聖人列伝 -ドミニコ会の聖人・福者のご紹介-

シエナの聖女・カタリナ

シエナの聖女・カタリナ

カタリナは、1347年3月25日、聖母のお告げの祝日に、イタリア中部のシエナの町の裕福な染物屋の24番目の娘として生まれた。

 父親のジャコモ・ド・ベニンカサも、母親のラバも信心深く働き者で、町の人々の信頼を得ていた。末子のカタリナは非常に愛くるしく、近所でも引っぱりだこだった。

 6歳のある夕暮れ時、ドミニコ教会の尖塔の上に、教皇の三重冠を戴いたキリストが玉座にすわり、周囲に聖ペトロ、聖パウロ、福音史家聖ヨハネと白衣をつけた聖人が立っている幻を見た。キリストは、微笑みながら十字架の印をしてカタリナを祝福した。

 この出現以来、カタリナは前にもまして祈りに励み、苦業を行い、孤独のうちに神と語りたいと望んだ。彼女を町の有力者と結婚させたいと望んでいた父母も、遂に折れて、彼女は17才でドミニコ会第三会に入会した。

 神との深い一致のうちに3年間を、沈黙と祈りと苦業の中に過ごした後、主イエス・キリストから使徒職への使命を授かった。

 「多くの人々の救いのために、おまえが必要とされている.おまえはもうこれまでの生活様式を捨てなければならない。・・・おまえは、人々の救いのために、生まれた町を捨て、わたしが委託するままに町から町へさすらわねばならない。
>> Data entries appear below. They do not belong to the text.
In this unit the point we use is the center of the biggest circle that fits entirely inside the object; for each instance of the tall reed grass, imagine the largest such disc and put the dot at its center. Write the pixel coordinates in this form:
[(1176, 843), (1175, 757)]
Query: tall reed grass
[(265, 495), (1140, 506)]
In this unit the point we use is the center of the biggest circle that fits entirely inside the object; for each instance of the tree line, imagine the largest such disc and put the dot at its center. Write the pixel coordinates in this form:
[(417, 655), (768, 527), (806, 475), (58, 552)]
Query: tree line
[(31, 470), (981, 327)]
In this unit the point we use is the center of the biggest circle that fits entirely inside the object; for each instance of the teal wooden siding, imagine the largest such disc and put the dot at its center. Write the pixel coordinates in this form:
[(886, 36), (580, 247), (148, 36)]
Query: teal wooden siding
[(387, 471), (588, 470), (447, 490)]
しかし私は常におまえと共にいる。」

 この日から,カタリナは病人を看護し、囚人を訪問し、町の中の党派の争い、教会内部の権力争いの中を、平和の使徒としてかけ回った。

 フランスのアヴィニオンに居を定めていたグレゴリオ11世教皇も、彼女の熱誠と炎のような言葉にローマに帰還を決意し、内外からの様々な反対にもかかわらず、遂に1377年、ローマに入った。カタリナの生涯における大事業の一つはこれで完了したが、しかし、このことはすべての人に支持されていたわけではなかった。
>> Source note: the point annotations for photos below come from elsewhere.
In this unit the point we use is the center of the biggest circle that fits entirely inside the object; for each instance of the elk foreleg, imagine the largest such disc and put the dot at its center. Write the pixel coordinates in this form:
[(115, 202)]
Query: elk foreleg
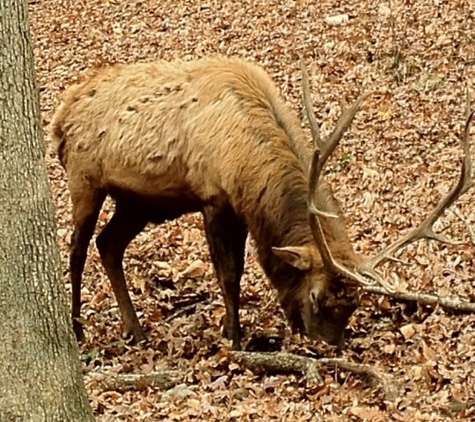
[(226, 235), (86, 207), (124, 225)]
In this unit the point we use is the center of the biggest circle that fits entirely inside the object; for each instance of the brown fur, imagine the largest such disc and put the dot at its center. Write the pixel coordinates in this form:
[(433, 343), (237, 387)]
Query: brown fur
[(210, 135)]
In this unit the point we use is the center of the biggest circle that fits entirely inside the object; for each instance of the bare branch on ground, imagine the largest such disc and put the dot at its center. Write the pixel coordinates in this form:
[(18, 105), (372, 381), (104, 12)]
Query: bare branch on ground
[(163, 380), (282, 362), (425, 299)]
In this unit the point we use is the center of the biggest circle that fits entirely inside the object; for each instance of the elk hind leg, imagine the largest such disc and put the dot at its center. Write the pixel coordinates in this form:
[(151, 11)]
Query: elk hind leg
[(124, 225), (86, 203), (226, 235)]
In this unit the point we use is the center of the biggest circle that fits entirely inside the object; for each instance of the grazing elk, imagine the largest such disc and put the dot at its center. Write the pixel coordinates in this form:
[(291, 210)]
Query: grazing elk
[(214, 136)]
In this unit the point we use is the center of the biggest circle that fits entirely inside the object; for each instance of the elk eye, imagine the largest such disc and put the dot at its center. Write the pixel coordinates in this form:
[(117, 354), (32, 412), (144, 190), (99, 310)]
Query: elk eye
[(314, 297)]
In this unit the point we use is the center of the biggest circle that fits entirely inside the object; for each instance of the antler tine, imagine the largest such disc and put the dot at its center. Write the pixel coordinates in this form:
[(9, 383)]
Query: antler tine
[(316, 168), (307, 102), (328, 261), (425, 229)]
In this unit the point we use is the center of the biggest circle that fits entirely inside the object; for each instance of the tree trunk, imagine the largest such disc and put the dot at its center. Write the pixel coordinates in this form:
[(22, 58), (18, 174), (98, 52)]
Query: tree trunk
[(40, 373)]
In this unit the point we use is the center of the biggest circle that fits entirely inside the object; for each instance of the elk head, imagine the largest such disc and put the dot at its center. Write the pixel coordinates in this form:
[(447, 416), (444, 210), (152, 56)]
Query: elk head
[(334, 273)]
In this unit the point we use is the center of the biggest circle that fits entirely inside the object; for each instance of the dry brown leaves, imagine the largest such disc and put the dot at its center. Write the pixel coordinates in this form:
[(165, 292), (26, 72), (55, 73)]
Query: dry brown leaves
[(400, 155)]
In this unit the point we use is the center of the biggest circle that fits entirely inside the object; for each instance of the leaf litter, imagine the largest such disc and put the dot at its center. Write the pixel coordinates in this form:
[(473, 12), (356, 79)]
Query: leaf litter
[(401, 154)]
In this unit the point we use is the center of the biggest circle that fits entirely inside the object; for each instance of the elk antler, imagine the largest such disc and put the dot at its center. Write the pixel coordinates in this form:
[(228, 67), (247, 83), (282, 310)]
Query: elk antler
[(366, 273), (426, 228), (322, 152)]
 1378年、不安定な立場にあった教皇によってローマに呼ばれたカタリナは、教皇を支持するように枢機卿たちを熱心に説得した。最後まで教会のために尽くしたカタリナは、1380年4月29日、33才で創造主のもとに帰っていった。

 無学な庶民の娘であったにもかかわらず、神の霊に照らされて、教皇をはじめ多くの人に助言し、信念を生き抜いたカタリナは、1970年、リジュの聖女テレジアと共に、女性としてはじめて、「教会博士」の称号で呼ばれるようになった。